Surprise! You’re pregnant again!

I wish I could whisper the secret code from us mamas of three in your ear to make it easier for you. But there is no secret.

The truest truth I know is this: There is no balance. Don’t let the books or mommy groups tell you otherwise. The strive for balance is a cultural catch-phrase winding families into a panicked frenzy. Don’t believe it. Chasing balance only offers you a chalice of shame.

I know it feels beyond your human capacity right now to have another baby. Caring for another soul.

Especially while your oldest is still a pint-sized person with a full grown bucket of personality and emotions.

Especially while your toddler demands being held – always – in arms and eye contact. Dimpled baby fists occasionally thumping your chest for the breastmilk run dry.

Especially while you pursue a career that whispers yes into your bones.

Especially while you’re still fighting for space to eat, rest, solo potty, simply remember who you are and how you like your eggs. Not to mention that little thing called marriage.

I know you know it’s going to be okay. But I want to repeat. I have faith in you. You can do this.

I would tell you if I can do it, anyone can. But you were there. You saw the hard and maybe that’s what’s so scary about this after all.

You knew a few months into parenting my first I went to bed crying. Nightly.  Knowing I was outside of my mind tired but the hard part was just beginning as babes and I would be awake together up to ten more times before dawn.

When our second was several months old I picked up mono with a bonus coupling of hepatitis that wiped me out physically and emotionally. One illness stole the independence and non-neediness I had so adamantly co-joined to my adulthood. You sat next to me while I was a shell of tired, blank of personality and guessed at ways you could help because I was too deep in the sick and the sad to assess the need.
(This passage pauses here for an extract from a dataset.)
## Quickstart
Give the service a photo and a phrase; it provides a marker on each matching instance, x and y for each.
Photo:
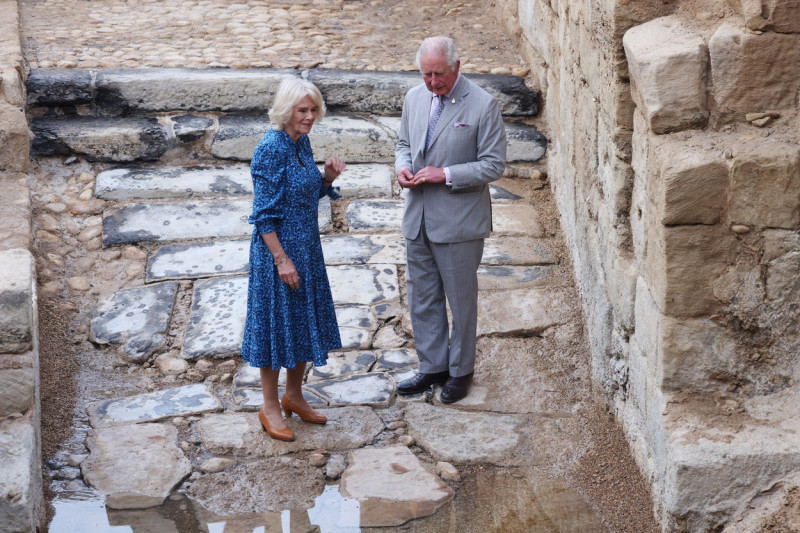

Then our third came and there was no time to cave up. No hibernation period. It was sprinting with vaginal stitches. You witnessed it all.

There is no secret. Life balance a farce we’ve spun too much energy into already. Alternatively, there is trusting the goodness of the Creator who has already given you an intuitive understanding of the rhythms of life.

Instead, there is embracing seasons.

Instead, there is determining what is important and hacking the rest with comically oversized scissors.

Instead, there is focusing on a goal with full-throttle, head down, shoulder thrust into the now. Breathing. Turning. Locking eyes on the next up and going again.

Instead, (and this may be the most important one) there is lowering self-expectation and raising chaos tolerance.

It is not easy but it is good. I can’t wait to watch you experience that self-offering of grace even as your third curls close, heartbeat to heartbeat, the main things become the main things, and everything else shakes away.

It will be an undoing of sorts, but it is not to be feared.

You’re going to be amazing!

XOXOXOXOX,

From this mama of three to you, new mama, of three!